US Supreme Court Hears Personal Injury Case Against Postal Service

The US Supreme Court is hearing the unusual personal injury claim by a Pennsylvania woman that could ultimately change the way government liability in this country is handled.

The case is over whether or not the woman, Barbara Dolan, can sue the US Postal Service over injuries she sustained when her mail was placed on her porch instead of her mailbox.  Dolan slipped and fell when she went to retrieve her mail.  She suffered wrist and back injuries and sought to sue the US Postal Service.

The federal law, however, prevents people from suing the Postal Service for the “loss, miscarriage or negligent transmission of letters or postal matter.”  Congress passed this caveat in an effort to not have lawsuits potentially disrupt the mail service.

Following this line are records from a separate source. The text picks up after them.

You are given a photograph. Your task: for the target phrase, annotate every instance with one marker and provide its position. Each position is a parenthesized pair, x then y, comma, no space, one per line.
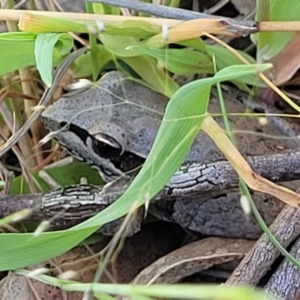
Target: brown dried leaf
(253,180)
(193,258)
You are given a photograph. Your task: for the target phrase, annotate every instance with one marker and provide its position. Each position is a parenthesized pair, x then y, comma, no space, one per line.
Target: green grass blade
(181,123)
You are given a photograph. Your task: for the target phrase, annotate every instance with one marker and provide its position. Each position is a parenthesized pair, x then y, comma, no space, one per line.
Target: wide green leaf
(181,123)
(43,51)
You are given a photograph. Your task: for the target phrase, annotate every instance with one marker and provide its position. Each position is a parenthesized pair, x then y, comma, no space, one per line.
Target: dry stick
(259,260)
(61,69)
(284,283)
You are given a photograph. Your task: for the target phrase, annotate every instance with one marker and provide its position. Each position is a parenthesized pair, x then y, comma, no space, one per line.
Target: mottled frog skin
(112,126)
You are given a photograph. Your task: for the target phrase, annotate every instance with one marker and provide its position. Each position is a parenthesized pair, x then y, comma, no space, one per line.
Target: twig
(259,260)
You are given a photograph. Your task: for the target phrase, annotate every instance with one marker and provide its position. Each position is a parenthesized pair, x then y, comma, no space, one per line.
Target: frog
(112,125)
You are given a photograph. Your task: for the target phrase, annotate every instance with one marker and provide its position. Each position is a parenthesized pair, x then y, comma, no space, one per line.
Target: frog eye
(106,146)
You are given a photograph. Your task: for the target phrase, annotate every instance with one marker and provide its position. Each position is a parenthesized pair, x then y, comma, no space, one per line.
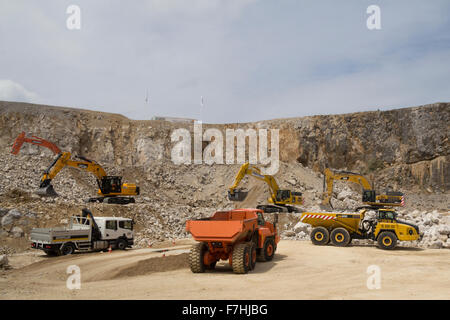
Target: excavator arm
(110,187)
(33,140)
(278,196)
(64,160)
(369,195)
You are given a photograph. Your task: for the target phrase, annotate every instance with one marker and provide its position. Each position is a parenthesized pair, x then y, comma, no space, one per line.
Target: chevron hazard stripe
(318,216)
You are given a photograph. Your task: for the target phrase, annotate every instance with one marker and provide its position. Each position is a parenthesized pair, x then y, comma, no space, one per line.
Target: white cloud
(12,91)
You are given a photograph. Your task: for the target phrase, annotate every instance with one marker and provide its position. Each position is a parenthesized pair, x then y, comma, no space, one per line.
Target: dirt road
(299,271)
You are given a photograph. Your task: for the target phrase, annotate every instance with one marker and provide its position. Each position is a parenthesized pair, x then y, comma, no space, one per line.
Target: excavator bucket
(18,143)
(47,191)
(237,195)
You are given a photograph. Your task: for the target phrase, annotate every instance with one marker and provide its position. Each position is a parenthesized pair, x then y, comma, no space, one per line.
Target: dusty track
(299,271)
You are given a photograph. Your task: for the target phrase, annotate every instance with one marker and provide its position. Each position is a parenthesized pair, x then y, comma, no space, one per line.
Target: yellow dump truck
(341,228)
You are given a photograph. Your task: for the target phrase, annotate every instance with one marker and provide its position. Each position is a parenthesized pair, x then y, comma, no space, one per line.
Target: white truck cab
(114,228)
(85,233)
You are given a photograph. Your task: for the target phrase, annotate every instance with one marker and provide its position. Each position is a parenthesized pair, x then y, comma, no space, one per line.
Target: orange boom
(241,236)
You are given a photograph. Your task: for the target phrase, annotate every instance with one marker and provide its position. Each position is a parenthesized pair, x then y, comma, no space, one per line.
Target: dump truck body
(341,228)
(241,235)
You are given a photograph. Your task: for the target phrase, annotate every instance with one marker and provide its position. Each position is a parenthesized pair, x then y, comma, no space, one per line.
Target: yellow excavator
(281,200)
(111,189)
(369,195)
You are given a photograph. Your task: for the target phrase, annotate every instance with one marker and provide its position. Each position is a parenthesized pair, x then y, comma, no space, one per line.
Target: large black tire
(267,251)
(241,258)
(121,244)
(387,240)
(340,237)
(320,236)
(196,258)
(51,253)
(67,248)
(253,255)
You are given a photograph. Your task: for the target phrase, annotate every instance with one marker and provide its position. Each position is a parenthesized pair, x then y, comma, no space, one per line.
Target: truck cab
(85,233)
(389,227)
(114,228)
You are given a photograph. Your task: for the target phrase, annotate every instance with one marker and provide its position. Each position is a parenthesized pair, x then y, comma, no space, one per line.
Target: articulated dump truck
(341,228)
(241,236)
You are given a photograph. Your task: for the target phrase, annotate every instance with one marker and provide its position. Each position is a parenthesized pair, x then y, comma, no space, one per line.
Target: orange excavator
(111,188)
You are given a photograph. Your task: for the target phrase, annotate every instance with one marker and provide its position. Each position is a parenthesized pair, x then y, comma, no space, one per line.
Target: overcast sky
(249,59)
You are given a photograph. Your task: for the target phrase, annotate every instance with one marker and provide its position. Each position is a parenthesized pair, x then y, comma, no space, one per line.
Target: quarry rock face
(404,146)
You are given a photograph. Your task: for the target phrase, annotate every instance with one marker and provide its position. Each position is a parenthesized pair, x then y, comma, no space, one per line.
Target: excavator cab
(283,195)
(386,215)
(237,195)
(110,184)
(369,196)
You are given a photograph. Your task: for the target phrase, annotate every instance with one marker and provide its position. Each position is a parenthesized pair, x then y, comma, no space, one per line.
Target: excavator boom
(369,197)
(278,196)
(33,140)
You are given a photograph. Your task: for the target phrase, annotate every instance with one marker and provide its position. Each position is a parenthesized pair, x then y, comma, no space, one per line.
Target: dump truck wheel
(253,255)
(320,236)
(121,244)
(51,253)
(267,251)
(67,249)
(387,240)
(196,258)
(241,258)
(340,237)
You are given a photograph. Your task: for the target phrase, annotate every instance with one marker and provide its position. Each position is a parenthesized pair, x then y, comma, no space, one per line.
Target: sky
(225,61)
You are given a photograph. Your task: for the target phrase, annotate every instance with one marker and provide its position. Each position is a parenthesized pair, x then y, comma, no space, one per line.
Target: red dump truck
(241,236)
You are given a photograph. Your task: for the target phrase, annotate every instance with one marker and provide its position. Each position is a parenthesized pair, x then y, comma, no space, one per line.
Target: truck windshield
(127,224)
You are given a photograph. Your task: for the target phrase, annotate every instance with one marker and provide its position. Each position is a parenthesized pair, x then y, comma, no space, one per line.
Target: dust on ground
(299,270)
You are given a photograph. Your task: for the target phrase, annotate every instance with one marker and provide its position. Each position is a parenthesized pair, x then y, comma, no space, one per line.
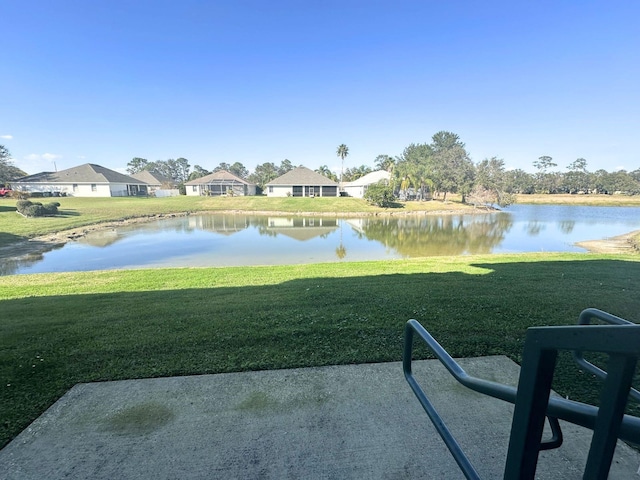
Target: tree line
(422,171)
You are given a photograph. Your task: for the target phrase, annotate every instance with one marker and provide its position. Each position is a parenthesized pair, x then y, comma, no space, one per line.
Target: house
(88,180)
(220,183)
(159,185)
(358,187)
(302,182)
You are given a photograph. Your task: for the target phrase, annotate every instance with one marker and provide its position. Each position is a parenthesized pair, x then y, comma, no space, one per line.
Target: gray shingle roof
(218,177)
(302,176)
(87,173)
(151,178)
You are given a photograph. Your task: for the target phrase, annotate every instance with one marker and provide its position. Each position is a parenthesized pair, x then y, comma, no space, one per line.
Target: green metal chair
(619,338)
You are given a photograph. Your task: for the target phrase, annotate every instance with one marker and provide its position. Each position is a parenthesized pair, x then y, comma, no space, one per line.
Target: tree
(324,170)
(137,165)
(452,170)
(491,183)
(519,181)
(355,173)
(413,171)
(385,162)
(198,172)
(239,170)
(546,182)
(285,166)
(342,152)
(182,168)
(380,194)
(176,170)
(222,166)
(8,171)
(263,174)
(577,178)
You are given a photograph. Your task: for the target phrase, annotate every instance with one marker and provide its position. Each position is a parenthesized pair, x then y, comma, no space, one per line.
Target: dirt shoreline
(618,244)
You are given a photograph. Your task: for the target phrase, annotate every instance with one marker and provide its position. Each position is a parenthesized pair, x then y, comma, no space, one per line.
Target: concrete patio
(339,422)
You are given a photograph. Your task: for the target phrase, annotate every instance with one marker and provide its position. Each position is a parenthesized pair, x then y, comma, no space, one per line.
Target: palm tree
(343,151)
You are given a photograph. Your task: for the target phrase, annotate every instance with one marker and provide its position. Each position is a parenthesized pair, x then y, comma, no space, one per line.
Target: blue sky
(260,81)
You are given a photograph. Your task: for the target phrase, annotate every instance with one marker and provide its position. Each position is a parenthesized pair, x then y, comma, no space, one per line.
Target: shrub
(380,194)
(51,208)
(22,204)
(36,209)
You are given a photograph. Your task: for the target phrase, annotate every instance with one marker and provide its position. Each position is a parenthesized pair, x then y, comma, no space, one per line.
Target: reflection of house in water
(223,224)
(302,228)
(357,224)
(100,238)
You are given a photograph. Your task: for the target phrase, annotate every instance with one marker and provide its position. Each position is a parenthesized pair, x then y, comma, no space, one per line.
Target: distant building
(302,182)
(220,183)
(88,180)
(159,185)
(358,187)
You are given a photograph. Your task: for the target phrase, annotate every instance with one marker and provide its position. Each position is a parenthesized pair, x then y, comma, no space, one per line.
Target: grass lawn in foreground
(57,330)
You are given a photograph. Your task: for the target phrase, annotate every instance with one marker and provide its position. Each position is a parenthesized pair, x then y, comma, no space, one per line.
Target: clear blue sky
(103,81)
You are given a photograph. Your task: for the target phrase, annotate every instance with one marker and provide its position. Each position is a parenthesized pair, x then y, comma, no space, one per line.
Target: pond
(236,240)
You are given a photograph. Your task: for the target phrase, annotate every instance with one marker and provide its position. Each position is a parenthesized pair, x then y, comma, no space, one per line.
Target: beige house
(302,182)
(220,183)
(88,180)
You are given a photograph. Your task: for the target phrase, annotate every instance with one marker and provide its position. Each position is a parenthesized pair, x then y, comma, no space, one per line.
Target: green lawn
(60,329)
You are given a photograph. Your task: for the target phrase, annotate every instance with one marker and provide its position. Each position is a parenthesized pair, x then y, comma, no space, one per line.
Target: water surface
(236,240)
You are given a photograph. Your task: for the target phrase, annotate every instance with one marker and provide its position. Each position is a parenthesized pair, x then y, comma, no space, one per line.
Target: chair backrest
(619,339)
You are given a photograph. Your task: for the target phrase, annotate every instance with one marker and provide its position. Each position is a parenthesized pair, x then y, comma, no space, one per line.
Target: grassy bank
(80,212)
(60,329)
(586,200)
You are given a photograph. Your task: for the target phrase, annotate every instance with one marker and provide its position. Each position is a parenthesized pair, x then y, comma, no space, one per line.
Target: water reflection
(226,240)
(442,235)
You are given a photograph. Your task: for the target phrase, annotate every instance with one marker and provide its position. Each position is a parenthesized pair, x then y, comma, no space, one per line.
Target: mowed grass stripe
(57,330)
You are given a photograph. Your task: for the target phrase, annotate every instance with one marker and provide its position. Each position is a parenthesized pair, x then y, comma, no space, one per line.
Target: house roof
(302,176)
(87,173)
(369,178)
(221,176)
(151,178)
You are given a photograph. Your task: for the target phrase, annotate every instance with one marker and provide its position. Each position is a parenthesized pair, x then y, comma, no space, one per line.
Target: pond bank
(620,244)
(627,243)
(56,239)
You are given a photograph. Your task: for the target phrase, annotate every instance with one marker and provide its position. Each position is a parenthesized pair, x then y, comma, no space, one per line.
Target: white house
(358,187)
(88,180)
(159,185)
(220,183)
(302,182)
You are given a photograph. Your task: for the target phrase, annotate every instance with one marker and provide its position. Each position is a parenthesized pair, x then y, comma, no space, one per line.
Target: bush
(380,194)
(22,204)
(36,209)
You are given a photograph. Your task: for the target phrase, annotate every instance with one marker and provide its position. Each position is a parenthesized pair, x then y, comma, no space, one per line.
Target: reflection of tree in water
(11,266)
(341,251)
(566,226)
(444,235)
(534,228)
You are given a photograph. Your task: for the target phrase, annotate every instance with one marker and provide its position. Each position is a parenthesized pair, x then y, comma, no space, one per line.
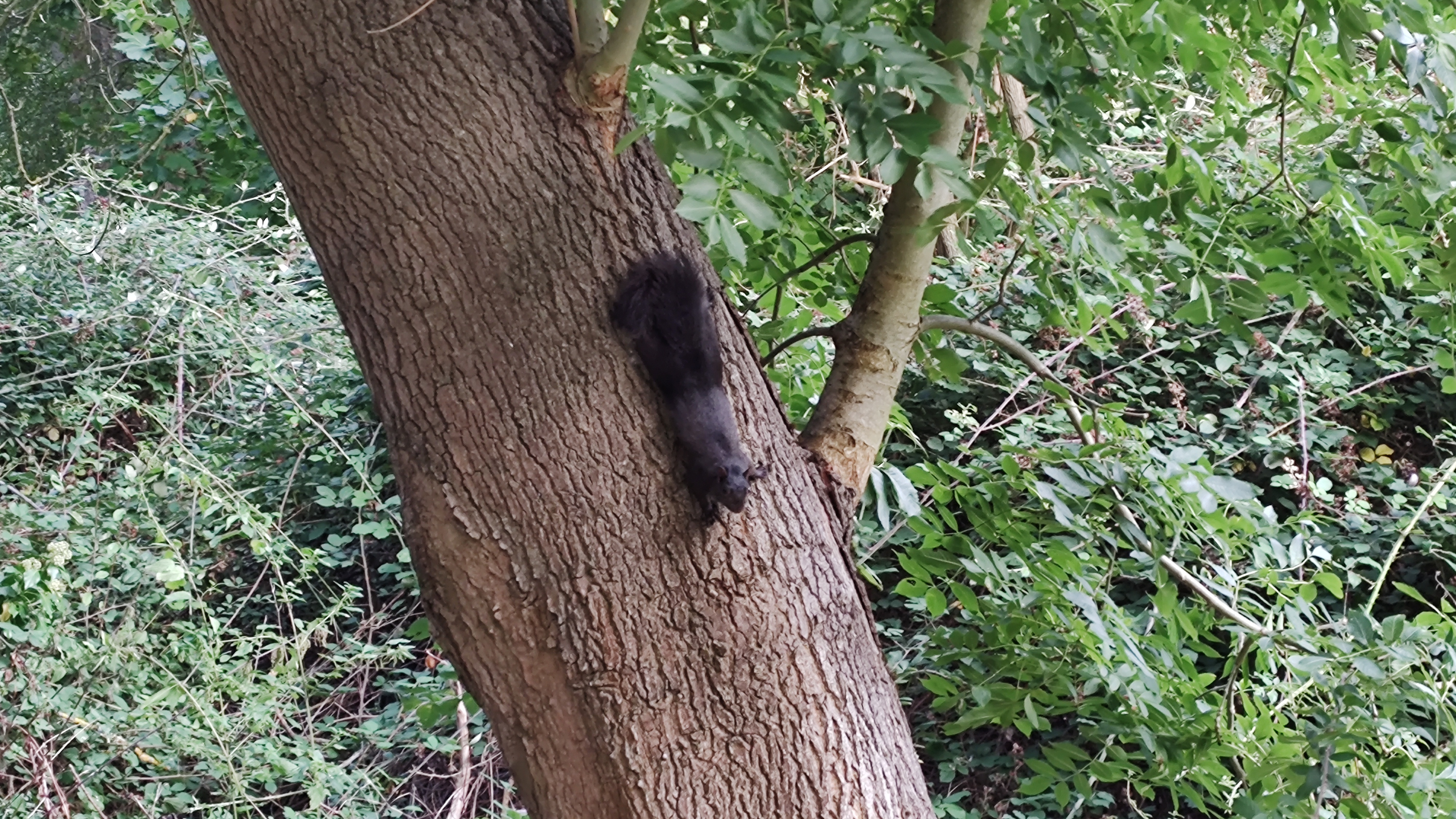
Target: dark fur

Dolan’s case, according to her lawyer James Radmore, revolves not around negligent transmission but around Dolan’s injuries sustained from that negligent transmission.  Justice Stephen Breyer asked the government’s defense attorney if a postal worker strapped on skis to their vehicle and went around ramming people could they be sued.  Patricia Millet, the government attorney, answered that according to current law they could not be sued.

A citizen or entity cannot sue the federal government unless a special hearing is first held and a judge approves the motion.  Federal courts in Pennsylvania and New York rejected Dolan’s case before the US Supreme Court agreed to hear it.

The most recent statements from the court express serious doubt about whether the laws can protect the Postal Service in cases such as this one.  The case is expected to be decided by July of 2006 and could affect the nature of personal injury cases against the government in the US forever.